Ce n’est plus nouveau. En 2002, c’était la première fois que l’extrême droite avait un candidat qualifié pour le second tour. Et puis la jeunesse, surtout d’extrême gauche, s’était mobilisée dès les premiers succès du Front national dans les années 1980-1990. A cette époque, il y a eu, à travers tout le pays, une floraison de collectifs anti-Le Pen avec notamment les Sections carrément anti-Le Pen (Scalp), le manifeste de Cambadélis (« Le Manifeste des 50 : parce que le FN n’est pas une fatalité », 1992). Chaque fois que Jean-Marie Le Pen faisait un meeting, il y avait des manifestations, l’électricité était coupée dans la salle, des moustaches de Hitler étaient dessinées sur ses affiches.

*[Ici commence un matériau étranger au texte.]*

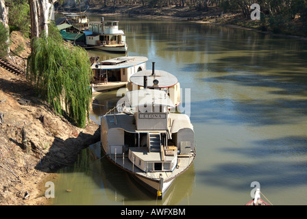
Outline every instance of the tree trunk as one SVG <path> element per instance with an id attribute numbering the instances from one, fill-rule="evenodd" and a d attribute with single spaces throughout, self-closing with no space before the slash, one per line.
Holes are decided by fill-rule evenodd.
<path id="1" fill-rule="evenodd" d="M 29 0 L 31 16 L 31 39 L 35 37 L 41 37 L 44 31 L 46 36 L 48 36 L 48 23 L 52 15 L 53 5 L 56 1 L 56 0 L 51 0 L 51 2 L 49 2 L 49 0 Z"/>
<path id="2" fill-rule="evenodd" d="M 6 43 L 9 45 L 8 47 L 8 55 L 10 53 L 10 27 L 8 26 L 8 9 L 5 8 L 4 0 L 0 0 L 0 22 L 3 24 L 8 31 L 8 40 Z"/>

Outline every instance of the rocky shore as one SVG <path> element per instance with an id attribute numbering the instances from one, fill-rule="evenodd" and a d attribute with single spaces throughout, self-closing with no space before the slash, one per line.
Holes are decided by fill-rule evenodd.
<path id="1" fill-rule="evenodd" d="M 25 69 L 29 42 L 12 32 L 14 42 L 23 44 L 19 56 L 8 60 Z M 25 75 L 0 68 L 0 205 L 47 205 L 47 181 L 56 171 L 74 163 L 81 150 L 100 140 L 99 127 L 90 121 L 78 128 L 57 115 L 37 97 Z"/>

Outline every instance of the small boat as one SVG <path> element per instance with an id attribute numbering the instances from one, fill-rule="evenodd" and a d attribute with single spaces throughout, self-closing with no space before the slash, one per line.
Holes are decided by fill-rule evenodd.
<path id="1" fill-rule="evenodd" d="M 260 198 L 260 190 L 257 188 L 255 192 L 255 197 L 245 205 L 270 205 Z"/>
<path id="2" fill-rule="evenodd" d="M 101 121 L 102 152 L 160 199 L 195 158 L 189 117 L 171 113 L 169 107 L 175 105 L 168 94 L 145 84 L 127 92 L 118 102 L 118 112 Z"/>
<path id="3" fill-rule="evenodd" d="M 126 86 L 132 75 L 146 68 L 147 60 L 147 57 L 143 56 L 125 56 L 94 62 L 91 65 L 92 92 L 109 91 Z"/>
<path id="4" fill-rule="evenodd" d="M 97 49 L 109 52 L 126 53 L 127 44 L 119 21 L 89 21 L 85 14 L 63 13 L 56 25 L 64 40 L 86 49 Z"/>
<path id="5" fill-rule="evenodd" d="M 118 53 L 127 50 L 126 36 L 123 30 L 119 29 L 119 21 L 88 22 L 88 29 L 85 32 L 86 44 L 88 47 Z"/>
<path id="6" fill-rule="evenodd" d="M 75 28 L 84 31 L 88 29 L 88 17 L 86 14 L 81 12 L 77 13 L 62 13 L 67 18 L 67 23 Z"/>
<path id="7" fill-rule="evenodd" d="M 144 81 L 147 76 L 147 81 Z M 171 100 L 177 107 L 180 103 L 180 83 L 173 75 L 162 70 L 155 70 L 155 62 L 151 70 L 138 71 L 130 77 L 129 90 L 143 89 L 146 83 L 148 88 L 163 90 L 168 93 Z"/>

Autrement dit, à l’émergence du phénomène Le Pen il y a eu de très fortes mobilisations. Depuis, Marine Le Pen a offert une image plus apaisée. Elle peut séduire des jeunes de droite, inquiets de l’immigration, avec une vision hiérarchique et autoritaire de la société, pour qui elle n’a pas les défauts de son père. On ne peut pas comparer 2002 où c’est le coup de tonnerre et 2022 où Marine Le Pen s’est banalisée.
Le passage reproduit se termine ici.